Beijing’s cyber watchdog has fined and warned several of China’s biggest technology groups including Jack Ma’s Alibaba and Tencent over explicit material and exploitation of children on their platforms.
The Cyberspace Administration of China said in a statement it was responding to the proliferation of obscene images and videos including “child-related” sexual content.
It did not specify how much the groups had been fined but on Wednesday the CAC summoned executives from ecommerce group Alibaba’s Taobao platform, internet giant Tencent’s messaging app QQ and China’s biggest social media platform Sina Weibo, as well as short-video company Kuaishou and popular fashion platform Xiaohongshu.
The move by the regulator marked the latest turbulence for China’s tech companies. The sector has come under intense scrutiny amid sweeping changes in Chinese data and antitrust oversight laws and regulations.
The companies were told on Wednesday that children under the age of 16 were “strictly forbidden” from appearing in live video streams.

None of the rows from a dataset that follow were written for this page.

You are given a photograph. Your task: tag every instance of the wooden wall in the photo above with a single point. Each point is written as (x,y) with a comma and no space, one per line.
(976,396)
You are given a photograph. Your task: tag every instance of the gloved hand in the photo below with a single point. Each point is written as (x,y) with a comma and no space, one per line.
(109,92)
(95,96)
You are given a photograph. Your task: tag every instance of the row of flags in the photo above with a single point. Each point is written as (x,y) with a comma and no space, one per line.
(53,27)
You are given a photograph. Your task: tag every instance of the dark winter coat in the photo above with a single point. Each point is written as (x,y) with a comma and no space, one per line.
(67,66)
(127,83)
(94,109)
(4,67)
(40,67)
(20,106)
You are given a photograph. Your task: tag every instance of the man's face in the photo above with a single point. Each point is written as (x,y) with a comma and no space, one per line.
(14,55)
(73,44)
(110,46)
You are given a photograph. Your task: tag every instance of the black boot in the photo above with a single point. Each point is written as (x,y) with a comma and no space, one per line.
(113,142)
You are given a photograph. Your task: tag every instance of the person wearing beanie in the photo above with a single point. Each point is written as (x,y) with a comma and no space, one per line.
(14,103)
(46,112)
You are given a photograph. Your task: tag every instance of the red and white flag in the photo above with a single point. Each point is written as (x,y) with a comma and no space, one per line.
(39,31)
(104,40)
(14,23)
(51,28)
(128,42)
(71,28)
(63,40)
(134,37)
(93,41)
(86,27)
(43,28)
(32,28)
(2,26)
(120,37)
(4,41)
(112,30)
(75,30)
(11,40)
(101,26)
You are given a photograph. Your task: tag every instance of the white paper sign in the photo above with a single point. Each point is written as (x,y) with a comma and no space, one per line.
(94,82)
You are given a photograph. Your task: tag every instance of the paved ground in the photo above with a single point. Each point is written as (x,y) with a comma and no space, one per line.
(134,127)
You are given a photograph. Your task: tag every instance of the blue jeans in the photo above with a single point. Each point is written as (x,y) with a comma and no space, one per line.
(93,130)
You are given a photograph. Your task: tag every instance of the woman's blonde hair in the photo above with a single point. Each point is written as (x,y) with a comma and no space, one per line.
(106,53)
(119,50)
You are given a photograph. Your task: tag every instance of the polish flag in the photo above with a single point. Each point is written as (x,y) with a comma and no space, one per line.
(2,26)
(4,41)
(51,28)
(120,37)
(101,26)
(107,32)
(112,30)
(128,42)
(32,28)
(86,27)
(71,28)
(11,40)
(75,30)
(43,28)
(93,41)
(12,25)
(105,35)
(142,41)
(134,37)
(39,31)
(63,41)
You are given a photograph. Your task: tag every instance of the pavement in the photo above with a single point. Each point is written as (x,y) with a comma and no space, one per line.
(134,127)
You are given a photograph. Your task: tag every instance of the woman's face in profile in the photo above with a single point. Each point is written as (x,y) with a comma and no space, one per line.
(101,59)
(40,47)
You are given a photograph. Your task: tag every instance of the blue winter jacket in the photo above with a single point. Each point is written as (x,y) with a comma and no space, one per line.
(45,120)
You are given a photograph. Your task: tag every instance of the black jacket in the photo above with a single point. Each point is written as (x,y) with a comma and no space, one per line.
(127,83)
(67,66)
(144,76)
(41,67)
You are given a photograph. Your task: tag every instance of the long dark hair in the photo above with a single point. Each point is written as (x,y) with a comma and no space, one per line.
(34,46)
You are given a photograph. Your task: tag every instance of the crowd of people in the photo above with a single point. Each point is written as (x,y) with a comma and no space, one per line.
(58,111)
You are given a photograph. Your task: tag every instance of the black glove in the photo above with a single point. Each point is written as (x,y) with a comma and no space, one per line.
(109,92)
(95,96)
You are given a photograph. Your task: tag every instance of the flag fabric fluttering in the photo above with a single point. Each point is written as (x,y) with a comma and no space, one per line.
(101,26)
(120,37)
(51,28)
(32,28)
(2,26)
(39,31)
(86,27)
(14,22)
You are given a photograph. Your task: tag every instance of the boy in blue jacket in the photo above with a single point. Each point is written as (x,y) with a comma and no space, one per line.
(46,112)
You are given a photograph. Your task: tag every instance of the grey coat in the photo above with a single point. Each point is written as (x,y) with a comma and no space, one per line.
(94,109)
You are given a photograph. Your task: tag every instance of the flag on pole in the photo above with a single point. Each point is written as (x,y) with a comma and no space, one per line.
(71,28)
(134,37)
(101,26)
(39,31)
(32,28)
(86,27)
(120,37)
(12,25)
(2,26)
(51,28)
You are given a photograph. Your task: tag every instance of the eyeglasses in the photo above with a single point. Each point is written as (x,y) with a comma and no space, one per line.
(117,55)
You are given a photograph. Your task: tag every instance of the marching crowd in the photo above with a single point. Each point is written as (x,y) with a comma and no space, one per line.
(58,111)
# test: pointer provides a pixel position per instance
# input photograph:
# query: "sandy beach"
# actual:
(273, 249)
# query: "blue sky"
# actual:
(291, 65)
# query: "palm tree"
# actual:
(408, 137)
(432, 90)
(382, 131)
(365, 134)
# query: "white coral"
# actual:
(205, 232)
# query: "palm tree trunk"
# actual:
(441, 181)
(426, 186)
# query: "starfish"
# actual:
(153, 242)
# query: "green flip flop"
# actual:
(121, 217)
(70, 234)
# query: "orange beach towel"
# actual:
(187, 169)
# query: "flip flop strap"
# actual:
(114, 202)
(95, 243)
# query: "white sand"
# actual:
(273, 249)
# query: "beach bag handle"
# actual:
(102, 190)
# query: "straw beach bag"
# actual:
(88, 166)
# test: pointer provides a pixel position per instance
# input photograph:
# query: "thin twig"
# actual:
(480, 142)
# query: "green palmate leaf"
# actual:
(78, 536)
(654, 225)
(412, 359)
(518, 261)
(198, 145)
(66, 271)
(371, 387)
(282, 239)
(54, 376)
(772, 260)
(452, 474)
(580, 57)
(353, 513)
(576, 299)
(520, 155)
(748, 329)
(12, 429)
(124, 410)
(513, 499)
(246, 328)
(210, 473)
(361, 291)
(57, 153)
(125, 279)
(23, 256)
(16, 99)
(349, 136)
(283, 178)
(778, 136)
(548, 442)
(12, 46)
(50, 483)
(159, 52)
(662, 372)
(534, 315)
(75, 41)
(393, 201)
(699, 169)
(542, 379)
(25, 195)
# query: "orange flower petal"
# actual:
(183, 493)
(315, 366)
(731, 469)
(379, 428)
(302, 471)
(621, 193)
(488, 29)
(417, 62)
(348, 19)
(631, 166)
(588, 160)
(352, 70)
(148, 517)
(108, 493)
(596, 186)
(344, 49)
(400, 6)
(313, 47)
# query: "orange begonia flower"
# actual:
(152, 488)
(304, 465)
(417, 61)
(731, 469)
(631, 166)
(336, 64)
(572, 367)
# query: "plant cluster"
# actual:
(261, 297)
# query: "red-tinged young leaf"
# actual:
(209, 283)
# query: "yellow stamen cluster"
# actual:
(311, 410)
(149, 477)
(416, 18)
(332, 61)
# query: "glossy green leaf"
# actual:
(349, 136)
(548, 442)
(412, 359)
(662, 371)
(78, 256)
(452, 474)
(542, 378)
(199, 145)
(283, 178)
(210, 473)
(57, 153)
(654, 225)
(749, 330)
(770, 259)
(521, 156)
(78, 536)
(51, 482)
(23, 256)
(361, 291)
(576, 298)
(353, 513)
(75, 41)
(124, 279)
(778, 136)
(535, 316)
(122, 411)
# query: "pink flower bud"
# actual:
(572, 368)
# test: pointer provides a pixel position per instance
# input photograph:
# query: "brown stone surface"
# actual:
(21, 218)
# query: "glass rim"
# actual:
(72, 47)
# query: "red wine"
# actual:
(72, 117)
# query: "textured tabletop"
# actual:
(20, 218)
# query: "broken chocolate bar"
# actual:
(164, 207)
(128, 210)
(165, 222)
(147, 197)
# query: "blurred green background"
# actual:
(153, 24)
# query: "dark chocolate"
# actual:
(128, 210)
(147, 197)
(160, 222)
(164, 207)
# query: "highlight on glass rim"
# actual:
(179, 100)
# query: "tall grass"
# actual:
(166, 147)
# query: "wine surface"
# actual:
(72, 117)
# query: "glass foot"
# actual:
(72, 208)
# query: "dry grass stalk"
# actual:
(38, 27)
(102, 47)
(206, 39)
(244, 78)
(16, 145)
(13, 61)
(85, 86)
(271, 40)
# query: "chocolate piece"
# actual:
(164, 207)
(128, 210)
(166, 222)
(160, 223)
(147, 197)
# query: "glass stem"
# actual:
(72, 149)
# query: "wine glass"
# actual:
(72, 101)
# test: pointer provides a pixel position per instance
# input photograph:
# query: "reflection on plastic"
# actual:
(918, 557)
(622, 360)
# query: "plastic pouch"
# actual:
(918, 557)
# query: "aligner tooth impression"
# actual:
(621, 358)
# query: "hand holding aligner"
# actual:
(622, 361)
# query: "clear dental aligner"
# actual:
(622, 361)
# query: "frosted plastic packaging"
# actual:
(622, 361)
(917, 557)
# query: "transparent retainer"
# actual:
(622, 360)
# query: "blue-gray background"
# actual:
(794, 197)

They were also told to “clean up” animation videos that “exposed characters, erotic and vulgar plots, bloody horror scenes and others dangerous behaviours”.
The CAC warned it would take a “zero tolerance” approach and increase punishments and penalties for violations.
None of the groups was immediately available to comment on the regulator’s actions.
The Hong Kong-traded shares of Tencent, Alibaba and Kuaishou fell after the announcement.
The CAC’s moves over explicit content follow rising public concern and calls from some corners of Chinese state media to tackle online exploitation of young people.
The People’s Daily, the Communist party’s flagship newspaper, in March criticised online platforms over what it said was a lack of content supervision, which opened the door to “pornographic and violent” live broadcasts. “The platforms make a lot of money, but the young suffer,” it said.
Still, experts have noted that despite years of campaigns to nominally weed out explicit content on China’s internet, such material has not been a priority for Beijing’s censors.
In his book China’s Digital Nationalism, academic Florian Schneider argued it was “highly unlikely” that the abundance of explicit content was “an oversight” given “the degree of sophistication with which China’s censors monitor the web”.
“Considering the staggering amounts of revenue that web advertising generates in digital China, and particularly the way that . . . the porn industry is often at the forefront of digital commerce, it seems plausible that the censors turn a blind eye to the ways in which the discourse becomes sexualised and radicalised for commercial consumption,” wrote Schneider, a lecturer at Leiden University in the Netherlands.
According to McKinsey, since China’s coronavirus outbreak and lockdown last year the population has become “even more digital” from an already high base. Before the pandemic, China’s 855m digital consumers spent an average of six hours on their phones per day, twice as long as those in the US, the consultancy found.
In April, Chinese officials summoned to a meeting representatives from many of country’s biggest fintech companies and told them to “rectify” all the problems on their platforms.
Criticism by Alibaba’s Ma of China’s banking regulators last year sparked a series of crackdowns on both the billionaire and his business empire. Earlier this month, the CAC caused Didi Chuxing’s share price to plummet days after its $4.4bn US initial public offering when it banned the ride-hailing app from signing up new users.